Platform.runLater( () -> {
  piSignProgress.progressProperty().unbind();
  lblStatus.textProperty().unbind();
});

    }

    @Override
    protected void failed() {
 super.failed();

 logger.error("error unsigning and signing jar", 
 exceptionProperty().getValue());

 updateProgress(1.0d, 1.0d);
 updateMessage("Error signing JAR");

 Platform.runLater(() -> {

     piSignProgress.progressProperty().unbind();
     lblStatus.textProperty().unbind();

     Alert alert = new Alert(Alert.AlertType.ERROR, 
     exceptionProperty().getValue().getMessage());
     alert.showAndWait();
 });
    }

    @Override
    protected void cancelled() {
 super.cancelled();

 if( logger.isWarnEnabled() ) {
     logger.warn("signing jar operation cancelled");
 }

 updateProgress(1.0d, 1.0d);
 updateMessage("JAR signing cancelled");

 Platform.runLater(() -> {

     piSignProgress.progressProperty().unbind();
     lblStatus.textProperty().unbind();

     Alert alert = new Alert(Alert.AlertType.INFORMATION, 
     "JAR signing cancelle");
     alert.showAndWait();
 });

    }
};

piSignProgress.progressProperty().bind(task.progressProperty());
lblStatus.textProperty().bind(task.messageProperty());

new Thread(task).start();
}

Notes on Task Implementation

Other Overrides

Rather than catching any exceptions in the call() method, I'm implementing a failed() method.  The call signature of call() has a throws which will allow my CommandExecutionException to be omitted from call().
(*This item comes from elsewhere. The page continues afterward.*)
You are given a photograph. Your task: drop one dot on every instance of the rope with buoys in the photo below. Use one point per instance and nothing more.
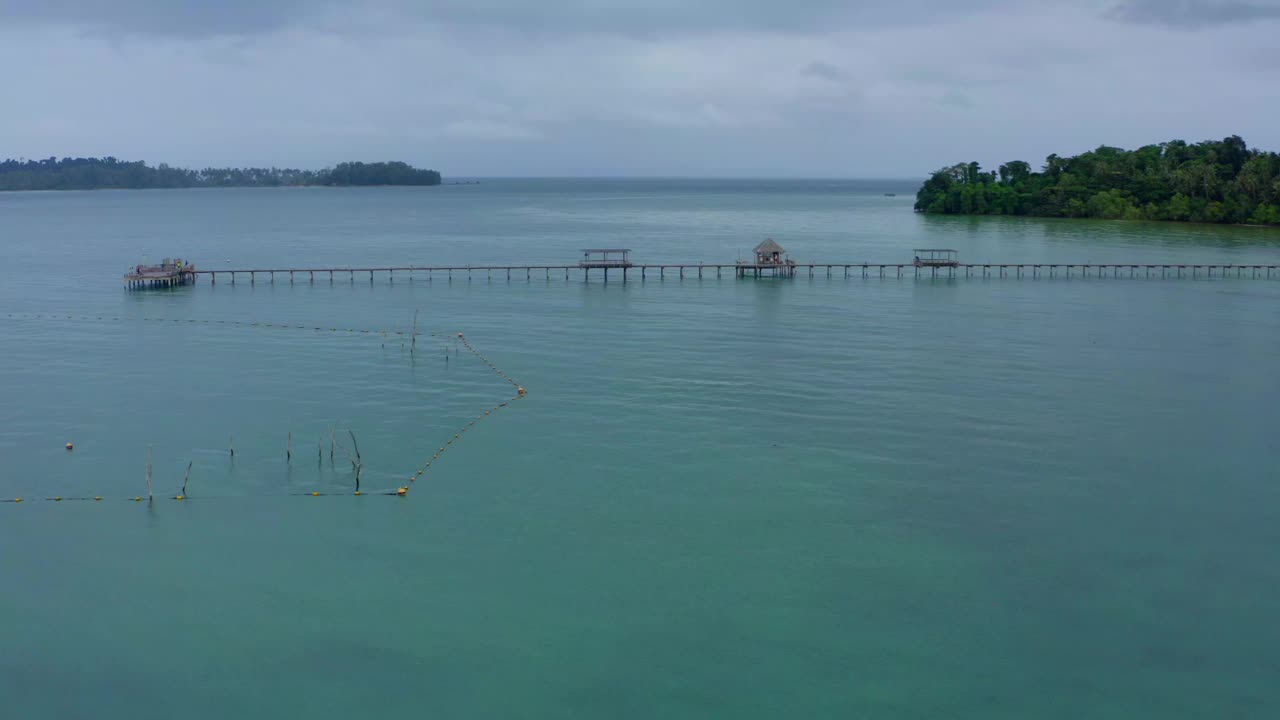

I've also added a cancelled() implementation.  This would be called if the operation were halted in between the long-running unsignJAR() and signJAR() operations.  I return if the isCancelled() returns true.

Binding

I'm binding the Task's progress and message properties to my UI controls.  This allows me to make JavaFX thread-safe calls within the call() method.  I can't call lblStatus.setText() in my threaded-code, but i can call updateMessage() on the Task and have it call lblStatus.setText() in a thread-safe manner.
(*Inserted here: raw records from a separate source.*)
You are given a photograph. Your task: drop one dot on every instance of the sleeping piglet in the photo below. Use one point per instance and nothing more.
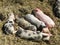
(43, 17)
(25, 24)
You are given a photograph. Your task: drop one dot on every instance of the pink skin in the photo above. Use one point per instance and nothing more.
(43, 17)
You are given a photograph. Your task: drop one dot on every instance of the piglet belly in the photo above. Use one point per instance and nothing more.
(46, 19)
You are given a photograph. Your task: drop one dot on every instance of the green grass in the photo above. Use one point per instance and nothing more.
(7, 6)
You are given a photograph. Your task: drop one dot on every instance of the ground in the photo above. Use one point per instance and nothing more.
(21, 7)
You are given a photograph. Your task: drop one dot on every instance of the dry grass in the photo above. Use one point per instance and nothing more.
(15, 6)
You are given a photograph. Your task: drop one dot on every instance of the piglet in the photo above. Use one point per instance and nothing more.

Notice that I'm also unbinding in the Task methods succeeded, failed, and cancelled.  Although the Task is built on-the-fly, piProgressIndicator and lblStatus will be around for the life of the app.  I clear these settings in other areas of the app, so I need to break the binding to the now unused Task or I'll get an error about updating bound property.

runLater()

For manipulating the UI outside of binding, I have to provide my own protection.  This comes in the form of a Platform.runLater() wrapper which makes my UI code run on the JavaFX thread.  Note that the whole thing isn't wrapped up in runLater().  I'd still like to preserve some parallelism with the file-oriented, back-end nature of the unsignJAR() an signJAR() methods, so I'll keep their implements (the file copies, jarsigner, etc) deliberately off the FX thread.

In cases where I do want the unsignJAR() and signJAR() operations to give feedback, I pass in an Observer.  This does have to be on the FX thread.
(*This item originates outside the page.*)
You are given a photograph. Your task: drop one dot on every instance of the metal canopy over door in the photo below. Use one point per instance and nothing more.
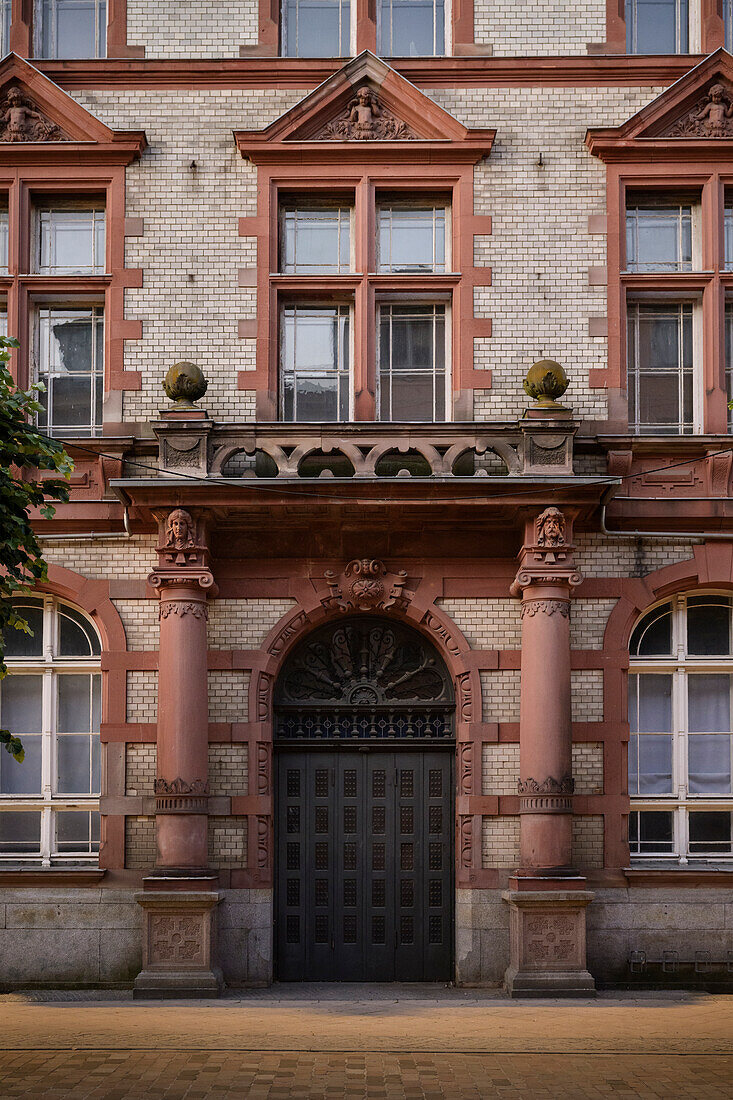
(363, 732)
You would think that a call to JavaFX would immediately update the UI, but that's clearly not the case.  In my Swing programming, I might be inclined to force a refresh or paint operation in those circumstances.  You don't have that these calls in JavaFX, but once you master the use of the Task class, you'll find a suitable technique.